Open ssbilkhu opened 2 years ago
Would these still be called determinations, or might they lack features (eg a determiner who may never have looked at the children to make their assertion) & instead be called something like asserted identifications? Another way of asking: Is there a difference between an identification and a determination? Should these be modelled differently? Or, yet another way of asking: Would such a copy down determination function be a feature that facilitates data management (because the data model & software now seem to require it) or is it a feature that is required to best represent the intentions of the determiner?
This is tricky and may need broader consultation. Also, isn't the other direction relevant as well: children up to parents? If a determination is simply an assertion then it should not matter who/what made it (an expert vs a machine/algorithm). The issue becomes one of trust based on what is known of the determiner. In some cases this will be straightforward especially in research use cases where the data is close to the person doing the data management (typically CM) and who is making the decision about where to store an object based on more than one determination (filedAs). However in legacy cases, it may be less clear which determination to "trust". Since this use case is mostly driven by identification by sequencing, perhaps the real question is are we considering machines/algorithms sentient and are they then de facto "Agents"...?
In addition to the motivations/provenance/intent, there is also a mechanical issue that makes this additionally tricky. Each determination is bundled in the concept of an Organism
. And so, copying down/up any determination along a trajectory of parent/child material samples also requires some care in handling each bundle of organism. Which organism? All of them? A selection of them? Are they the same organism (= same internal UUID) or are they different? Is the parent origin material sample a "pure" strain or does it have a mix of organisms? Copying up/down determinations may make illogical presentations if we don't additionally show from where the determination originated prior to it being copied up/down.

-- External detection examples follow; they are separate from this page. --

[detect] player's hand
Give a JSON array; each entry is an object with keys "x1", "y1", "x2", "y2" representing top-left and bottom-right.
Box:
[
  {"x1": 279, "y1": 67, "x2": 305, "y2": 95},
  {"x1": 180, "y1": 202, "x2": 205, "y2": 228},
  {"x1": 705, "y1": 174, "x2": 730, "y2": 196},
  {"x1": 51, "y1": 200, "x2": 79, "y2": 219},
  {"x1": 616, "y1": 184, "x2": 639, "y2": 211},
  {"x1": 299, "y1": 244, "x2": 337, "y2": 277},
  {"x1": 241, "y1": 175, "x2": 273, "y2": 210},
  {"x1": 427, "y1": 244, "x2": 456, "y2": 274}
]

I want to add that I would like to have the option to copy the determination, not have it done by default. If I choose to copy the determination of the parent, in my case it is because I have verified that the culture is pure and that it is the same organism (well multiple spores of the same species...).SeqDB does this by default, all the specimen replicates have the same determination as the specimen they were created from. Which is nice and saves us time when it is a pure culture but not always my case. I'd say 80% of the time the children will be the same determination as the parent. That is why the option to copy would save us a lot of time during data entry.
From June 16th 2022 Demo Meeting:
Discussion: Claudia - a button copy down determinations from parents would be useful A: we will revisit this topic
GIVEN I have accessed DINA as [a role]
WHEN [describe the action initiated by the user]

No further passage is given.